Using Notepad++ to Pull a List of URLs from an HTML Document

Recently I needed a way to take all the URLs from an HTML document and paste them into a spreadsheet. There were far too many to do by hand; I needed some sort of automated solution. After some Googling, I found what I was looking for on superuser.com: Paste your text into Notepad++ and use bookmarking to remove all but the strings you want to keep. I took those steps and adapted them for my purposes:

  1. Copy and paste the HTML markup into Notepad++.

  2. Select Search > Mark..., and then check Bookmark line.

  3. Under "Search Mode", make sure Regular expression is selected.

  4. For "Find what:", enter: ^.(?:href="http).$

  5. Select Mark All.

  6. Select Close. All the lines containing href links will now be highlighted.

  7. Select Search > Bookmark > Removed Unmarked Lines.
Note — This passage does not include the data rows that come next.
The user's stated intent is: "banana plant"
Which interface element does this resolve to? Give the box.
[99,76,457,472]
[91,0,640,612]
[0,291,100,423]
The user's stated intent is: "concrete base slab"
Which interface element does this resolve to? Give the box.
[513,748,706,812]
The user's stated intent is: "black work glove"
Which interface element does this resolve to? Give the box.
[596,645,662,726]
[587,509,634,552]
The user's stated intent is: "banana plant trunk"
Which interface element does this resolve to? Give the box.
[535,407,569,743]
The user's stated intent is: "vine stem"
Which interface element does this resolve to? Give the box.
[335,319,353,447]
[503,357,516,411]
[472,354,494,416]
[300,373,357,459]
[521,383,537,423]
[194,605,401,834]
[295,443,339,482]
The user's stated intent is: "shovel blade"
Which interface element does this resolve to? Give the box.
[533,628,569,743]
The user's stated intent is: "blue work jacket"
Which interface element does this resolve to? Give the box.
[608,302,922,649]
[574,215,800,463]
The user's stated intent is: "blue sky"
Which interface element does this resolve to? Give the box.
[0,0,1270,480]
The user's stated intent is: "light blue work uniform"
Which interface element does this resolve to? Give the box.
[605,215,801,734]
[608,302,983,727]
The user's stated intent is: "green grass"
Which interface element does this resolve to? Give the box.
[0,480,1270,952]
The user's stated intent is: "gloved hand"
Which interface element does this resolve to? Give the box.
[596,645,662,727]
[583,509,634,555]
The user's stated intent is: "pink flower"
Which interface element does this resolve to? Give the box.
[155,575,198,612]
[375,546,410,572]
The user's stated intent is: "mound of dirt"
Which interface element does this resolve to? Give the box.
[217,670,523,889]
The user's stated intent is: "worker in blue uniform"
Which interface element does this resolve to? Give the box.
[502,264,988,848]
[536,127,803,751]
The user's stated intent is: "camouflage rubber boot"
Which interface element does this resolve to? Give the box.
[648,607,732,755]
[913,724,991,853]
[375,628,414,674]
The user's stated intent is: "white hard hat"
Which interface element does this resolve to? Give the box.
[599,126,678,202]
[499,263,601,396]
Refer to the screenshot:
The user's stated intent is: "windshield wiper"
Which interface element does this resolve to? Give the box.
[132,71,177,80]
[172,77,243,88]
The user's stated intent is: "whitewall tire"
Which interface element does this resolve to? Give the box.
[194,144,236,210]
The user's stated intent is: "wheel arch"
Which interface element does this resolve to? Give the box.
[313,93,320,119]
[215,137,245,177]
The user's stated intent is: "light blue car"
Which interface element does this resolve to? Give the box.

This will remove all but the highlighted (bookmarked) lines.

  8. You'll still have extraneous markup to remove. To begin removing all text except for the URLs, press Ctrl-H.

  9. Make sure Regular expression is selected.

  10. For "Find what", enter: ^.href="(.?)".?>.?$

  11. For "Replace with", enter: $1

  12. Select Replace All.

You should now have a clean list of URLs.

#notepad++